Lega e M5s allo scontro con il ministro Tria: «O cede o va a casa»

Caos nel governo sulle nomine. Il titolare dell'Economia insiste per Scannapieco a Cassa depositi e prestiti, ma la maggioranza non ci sta: «Tutta colpa sua»

Il ministro dell'Economia Giovanni Tria in commissione Finanze del Senato
Il ministro dell'Economia Giovanni Tria in commissione Finanze del Senato ANSA

ROMA – Il giovedì del governo è stata una giornata che si potrebbe definire quantomeno convulsa. L'atteso vertice a tre tra Salvini, Di Maio e Tria è stato prima convocato alle 15, poi rinviato: alla fine il ministro dell'Economia si è recato da solo a palazzo Chigi, per una riunione già programmata. Ma questi cambi repentini di agenda nascondono un'indicibile realtà: il tentativo di mediazione del premier Giuseppe Conte, per ora, sembra miseramente fallito. Al centro dello scontro c'è la nomina dei vertici di Cassa depositi e prestiti, slittata per la quinta volta e che dovrebbe (ormai il condizionale è d'obbligo) arrivare tra quattro giorni. Il titolare di via XX settembre insiste infatti su Dario Scannapieco, vicepresidente della Banca europea degli investimenti, come amministratore delegato, e sull'attuale direttore finanziario della Cassa Fabrizio Palermo da promuovere a direttore generale. Alla Lega, che su questo fronte gode del pieno appoggio del M5s, invece, Scannapieco non piace, ma non sembra esserci ad oggi un nome alternativo. «Tutta colpa di Tria, non fa squadra, se non cede se ne vada», sono le voci che trapelano dalla maggioranza.

Il Pd se la ride
Il Partito democratico, manco a dirlo, non attende un minuto per gettarsi in soccorso del ministro isolato dal resto della maggioranza: «Il ministro Tria non vuole farsi dettare le nomine da Di Maio e Salvini? Fa bene a chiedere il rispetto della legge e delle sue prerogative, fa bene a non voler incontrare i due vicepremier per parlare di spartizione e lottizzazione – scrive su Facebook il deputato Michele Anzaldi – Vedremo dai nomi che saranno proposti per Cdp e Rai se Conte e il titolare dell'Economia dimostreranno davvero di essere indipendenti e di rispettare la legge, ad esempio sul presidente di garanzia del servizio pubblico. Il pasticcio del vertice di palazzo Chigi prima convocato, poi sconvocato e alla fine addirittura disconosciuto dai suoi stessi partecipanti, gli stessi che probabilmente lo avevano addirittura chiesto, è l'ennesima conferma di quanto sia debole l'idea di un Governo con due vicepremier che si sentono entrambi premier senza esserlo».
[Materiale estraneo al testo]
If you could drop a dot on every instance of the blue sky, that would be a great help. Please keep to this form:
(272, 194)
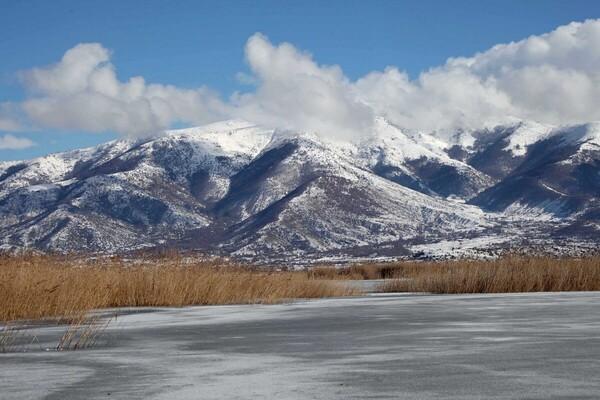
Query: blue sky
(190, 44)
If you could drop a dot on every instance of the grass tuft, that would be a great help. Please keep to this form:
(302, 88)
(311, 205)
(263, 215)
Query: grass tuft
(508, 275)
(33, 287)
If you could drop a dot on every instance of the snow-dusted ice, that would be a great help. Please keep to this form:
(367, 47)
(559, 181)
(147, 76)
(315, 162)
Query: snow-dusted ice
(517, 346)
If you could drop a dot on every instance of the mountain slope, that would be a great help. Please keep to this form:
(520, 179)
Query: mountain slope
(236, 188)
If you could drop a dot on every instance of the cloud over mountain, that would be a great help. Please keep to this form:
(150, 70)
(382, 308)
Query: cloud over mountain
(551, 78)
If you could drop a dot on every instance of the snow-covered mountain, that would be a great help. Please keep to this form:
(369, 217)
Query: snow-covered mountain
(236, 188)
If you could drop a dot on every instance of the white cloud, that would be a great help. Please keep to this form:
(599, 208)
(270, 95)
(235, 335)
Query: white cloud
(552, 78)
(11, 142)
(82, 92)
(293, 91)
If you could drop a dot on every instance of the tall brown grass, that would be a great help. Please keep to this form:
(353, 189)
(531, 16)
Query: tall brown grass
(507, 275)
(37, 286)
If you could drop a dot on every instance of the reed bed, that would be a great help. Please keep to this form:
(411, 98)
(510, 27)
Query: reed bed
(507, 275)
(34, 287)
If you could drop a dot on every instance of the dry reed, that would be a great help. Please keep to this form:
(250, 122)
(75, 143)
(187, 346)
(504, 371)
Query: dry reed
(507, 275)
(37, 286)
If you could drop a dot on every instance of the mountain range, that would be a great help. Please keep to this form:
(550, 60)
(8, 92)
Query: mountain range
(237, 189)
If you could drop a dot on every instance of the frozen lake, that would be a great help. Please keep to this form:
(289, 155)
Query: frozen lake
(518, 346)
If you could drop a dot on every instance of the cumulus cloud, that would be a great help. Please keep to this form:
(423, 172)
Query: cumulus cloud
(293, 91)
(82, 92)
(552, 78)
(11, 142)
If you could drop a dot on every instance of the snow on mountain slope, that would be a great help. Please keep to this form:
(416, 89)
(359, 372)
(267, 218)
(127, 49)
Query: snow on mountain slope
(236, 188)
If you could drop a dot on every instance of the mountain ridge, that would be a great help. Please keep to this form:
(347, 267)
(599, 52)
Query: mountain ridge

Di Maio getta acqua sul fuoco
Ma i vicepresidenti del Consiglio, per ora, non sono ancora pronti a far esplodere pubblicamente il caso. Così, interpellato a Montecitorio, Luigi Di Maio minimizza: «Con il ministro Tria non ci sono contrasti, non ho mai chiesto le sue dimissioni. Per Cassa depositi e prestiti cerchiamo i migliori, e se c'è una discussione su questo ben venga». Il punto è capire quanto durerà questa discussione, ovvero se il nodo si scioglierà entro il 24 luglio, data alla quale è programmata (per ora) la prossima assemblea. Altrimenti, per Tria, potrebbero essere davvero guai seri.